Station accessibility is a frequent subject for campaigns on FixMyTransport. Progress is being made by the rail industry but it will be many years before stations are universally accessible.There are two main aspects to rail accessibility, firstly people should receive the best help and information about the current facilities when making a journey, and secondly that there is continual progress towards fully accessible stations and trains.
Regarding help and information, National Rail have just launched a Rail Travel Made Easy Website. This guides you through the whole journey and includes plans and photographs of every station and information about how to book assistance.
“Passenger Assistance is a service provided by train companies to assist passengers at stations, when boarding or exiting their train and on board the train. It is free and available to anyone who needs assistance due to a disability, temporary impairment, or older age, with no requirement that you possess a discretionary railcard.”

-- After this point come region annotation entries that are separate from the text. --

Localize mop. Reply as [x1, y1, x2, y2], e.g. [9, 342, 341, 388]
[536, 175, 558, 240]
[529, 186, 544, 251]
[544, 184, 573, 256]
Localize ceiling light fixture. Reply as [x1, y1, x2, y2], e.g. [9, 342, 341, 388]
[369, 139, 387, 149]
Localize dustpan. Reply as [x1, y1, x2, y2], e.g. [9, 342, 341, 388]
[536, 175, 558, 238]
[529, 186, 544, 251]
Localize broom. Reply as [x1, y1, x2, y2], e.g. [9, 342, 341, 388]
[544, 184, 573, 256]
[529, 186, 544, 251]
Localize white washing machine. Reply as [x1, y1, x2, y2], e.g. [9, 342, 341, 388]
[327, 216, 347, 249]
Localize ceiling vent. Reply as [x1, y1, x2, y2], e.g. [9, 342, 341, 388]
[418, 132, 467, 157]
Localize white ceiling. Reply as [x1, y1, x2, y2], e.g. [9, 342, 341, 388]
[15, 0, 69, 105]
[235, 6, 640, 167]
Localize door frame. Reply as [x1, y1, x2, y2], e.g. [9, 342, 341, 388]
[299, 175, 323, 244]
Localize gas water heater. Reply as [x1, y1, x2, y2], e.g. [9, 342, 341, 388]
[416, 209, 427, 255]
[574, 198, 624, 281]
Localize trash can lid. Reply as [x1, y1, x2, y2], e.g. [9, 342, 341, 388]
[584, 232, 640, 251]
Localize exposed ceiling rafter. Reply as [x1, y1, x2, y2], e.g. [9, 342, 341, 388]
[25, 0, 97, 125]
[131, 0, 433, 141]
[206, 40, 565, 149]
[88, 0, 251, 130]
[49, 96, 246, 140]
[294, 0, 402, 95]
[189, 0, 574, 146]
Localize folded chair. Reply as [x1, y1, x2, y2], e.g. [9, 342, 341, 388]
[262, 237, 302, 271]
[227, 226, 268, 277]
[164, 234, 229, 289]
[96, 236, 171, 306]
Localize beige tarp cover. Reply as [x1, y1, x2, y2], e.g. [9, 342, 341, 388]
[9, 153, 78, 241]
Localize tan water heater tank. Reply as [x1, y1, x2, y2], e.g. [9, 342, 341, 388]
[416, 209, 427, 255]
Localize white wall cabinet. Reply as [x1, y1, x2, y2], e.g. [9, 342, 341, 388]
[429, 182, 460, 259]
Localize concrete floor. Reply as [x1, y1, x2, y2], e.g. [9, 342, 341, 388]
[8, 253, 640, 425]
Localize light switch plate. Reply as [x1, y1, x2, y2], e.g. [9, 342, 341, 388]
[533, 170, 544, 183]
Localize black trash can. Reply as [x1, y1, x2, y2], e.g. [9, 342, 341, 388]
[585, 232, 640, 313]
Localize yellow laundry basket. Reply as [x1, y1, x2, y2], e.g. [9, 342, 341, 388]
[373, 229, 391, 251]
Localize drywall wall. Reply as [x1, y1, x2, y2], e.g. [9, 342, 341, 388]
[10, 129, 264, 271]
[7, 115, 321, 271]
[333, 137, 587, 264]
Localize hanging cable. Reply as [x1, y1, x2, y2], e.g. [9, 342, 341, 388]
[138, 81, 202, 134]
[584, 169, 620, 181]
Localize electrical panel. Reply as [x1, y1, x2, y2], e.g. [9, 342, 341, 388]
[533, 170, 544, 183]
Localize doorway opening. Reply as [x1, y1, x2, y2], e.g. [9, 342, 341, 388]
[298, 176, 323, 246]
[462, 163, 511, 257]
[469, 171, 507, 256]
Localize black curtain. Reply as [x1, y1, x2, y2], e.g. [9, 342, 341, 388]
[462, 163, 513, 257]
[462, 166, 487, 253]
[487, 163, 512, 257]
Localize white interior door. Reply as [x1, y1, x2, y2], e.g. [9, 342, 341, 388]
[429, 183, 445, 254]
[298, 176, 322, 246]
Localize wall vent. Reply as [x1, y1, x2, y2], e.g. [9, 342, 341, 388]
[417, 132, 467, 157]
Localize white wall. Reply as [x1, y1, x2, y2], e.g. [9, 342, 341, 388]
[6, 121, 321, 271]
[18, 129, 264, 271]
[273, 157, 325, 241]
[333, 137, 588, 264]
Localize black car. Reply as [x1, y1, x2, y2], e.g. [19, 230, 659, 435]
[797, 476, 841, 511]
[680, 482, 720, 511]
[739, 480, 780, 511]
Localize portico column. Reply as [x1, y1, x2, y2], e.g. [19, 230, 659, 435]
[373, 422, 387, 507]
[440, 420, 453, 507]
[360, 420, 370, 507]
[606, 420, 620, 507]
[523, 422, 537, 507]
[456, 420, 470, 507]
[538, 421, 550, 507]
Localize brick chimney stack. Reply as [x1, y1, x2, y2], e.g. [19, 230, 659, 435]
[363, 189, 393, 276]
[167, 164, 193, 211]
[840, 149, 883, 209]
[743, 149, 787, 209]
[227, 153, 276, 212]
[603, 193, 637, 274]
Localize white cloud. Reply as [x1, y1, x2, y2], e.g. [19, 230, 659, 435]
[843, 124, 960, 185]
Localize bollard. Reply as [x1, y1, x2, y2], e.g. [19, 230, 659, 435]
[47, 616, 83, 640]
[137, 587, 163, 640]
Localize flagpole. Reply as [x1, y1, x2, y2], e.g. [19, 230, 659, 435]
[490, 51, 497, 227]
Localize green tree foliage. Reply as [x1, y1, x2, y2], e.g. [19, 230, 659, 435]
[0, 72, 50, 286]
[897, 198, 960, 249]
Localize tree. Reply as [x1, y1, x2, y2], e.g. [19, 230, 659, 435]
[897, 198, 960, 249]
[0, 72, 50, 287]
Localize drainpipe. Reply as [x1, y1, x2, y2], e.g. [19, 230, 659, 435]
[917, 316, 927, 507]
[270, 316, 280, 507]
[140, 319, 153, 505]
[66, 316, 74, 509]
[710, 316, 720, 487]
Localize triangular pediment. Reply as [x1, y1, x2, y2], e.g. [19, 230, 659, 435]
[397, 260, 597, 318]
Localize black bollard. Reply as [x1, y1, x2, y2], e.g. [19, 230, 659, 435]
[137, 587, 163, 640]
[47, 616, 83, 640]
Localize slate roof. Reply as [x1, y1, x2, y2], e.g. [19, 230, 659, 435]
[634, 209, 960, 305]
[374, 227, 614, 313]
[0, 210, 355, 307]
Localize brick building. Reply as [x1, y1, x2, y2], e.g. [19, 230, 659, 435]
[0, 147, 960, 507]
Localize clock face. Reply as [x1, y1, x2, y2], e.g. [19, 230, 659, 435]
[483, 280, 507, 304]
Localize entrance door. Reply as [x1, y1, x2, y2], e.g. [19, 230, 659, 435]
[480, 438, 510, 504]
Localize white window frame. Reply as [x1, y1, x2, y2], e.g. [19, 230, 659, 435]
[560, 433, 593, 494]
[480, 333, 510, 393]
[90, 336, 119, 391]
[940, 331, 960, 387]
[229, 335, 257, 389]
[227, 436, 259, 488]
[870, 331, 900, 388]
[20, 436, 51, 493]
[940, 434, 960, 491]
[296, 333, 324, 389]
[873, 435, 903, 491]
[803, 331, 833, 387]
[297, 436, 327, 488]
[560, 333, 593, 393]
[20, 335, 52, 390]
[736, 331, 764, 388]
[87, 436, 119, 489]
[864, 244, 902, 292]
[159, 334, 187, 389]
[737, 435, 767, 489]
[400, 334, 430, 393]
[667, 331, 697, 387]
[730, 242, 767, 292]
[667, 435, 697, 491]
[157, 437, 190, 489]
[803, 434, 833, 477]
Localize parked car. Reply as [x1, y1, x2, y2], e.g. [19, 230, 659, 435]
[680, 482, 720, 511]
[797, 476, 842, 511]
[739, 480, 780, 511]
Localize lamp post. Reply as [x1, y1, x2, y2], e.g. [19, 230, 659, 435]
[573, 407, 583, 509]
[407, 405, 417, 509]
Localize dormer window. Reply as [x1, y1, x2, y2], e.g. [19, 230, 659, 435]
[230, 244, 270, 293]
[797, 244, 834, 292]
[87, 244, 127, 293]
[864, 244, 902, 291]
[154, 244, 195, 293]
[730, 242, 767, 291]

For making progress towards a fully accessible network, FixMyTransport campains are an ideal way of gathering supporters, getting advice and tracking and publicising progress.
Some good news is that the Department for Transport (DfT) have funded an ‘Access for All’ programme which was launched in 2006 and includes main, mid-tier and small station budgets. The existing programme of work covers 154 main stations that will receive an accessible route into the station and to and between each platform, normally using lifts or ramps. A further 160 stations are being upgraded as a result of the mid-tier programme (where bids were made for the funding) and will benefit from work ranging from platform humps to reduce stepping distances to new step free routes. 1000 stations are covered by the small stations programme (where each operator is allocated a budget) which tends to focus on improvements for visual or aural impairments.
A further £100m has recently been announced for ‘Access for All’ and the DfT will be looking for stations to include in the programme.
“How these will be selected is yet to be finalised, although it is likely to be similar to the existing criteria. To ensure the best possible value for money stations have been selected based on their annual footfall weighted by the incidence of disability in the area. Around a third were also chosen to ensure a fair geographical spread across the country.”
The DfT have said that people can contact the DfT “with suggested stations for inclusion in the programme or they can contract train operators or local authorities who will also be consulted about their priorities. Please note though that stations will not be selected by “votes” but that each project will need a full business case before it is included in the programme. For smaller scale improvements then people should lobby the train operators in the first case.”
If there is a local Rail User Group then this will often be able to help with information and support for station enhancement campaigns. Railfuture have a list of Rail User Groups. The access ramp shown in the photograph was built by the train operating company following a local campaign.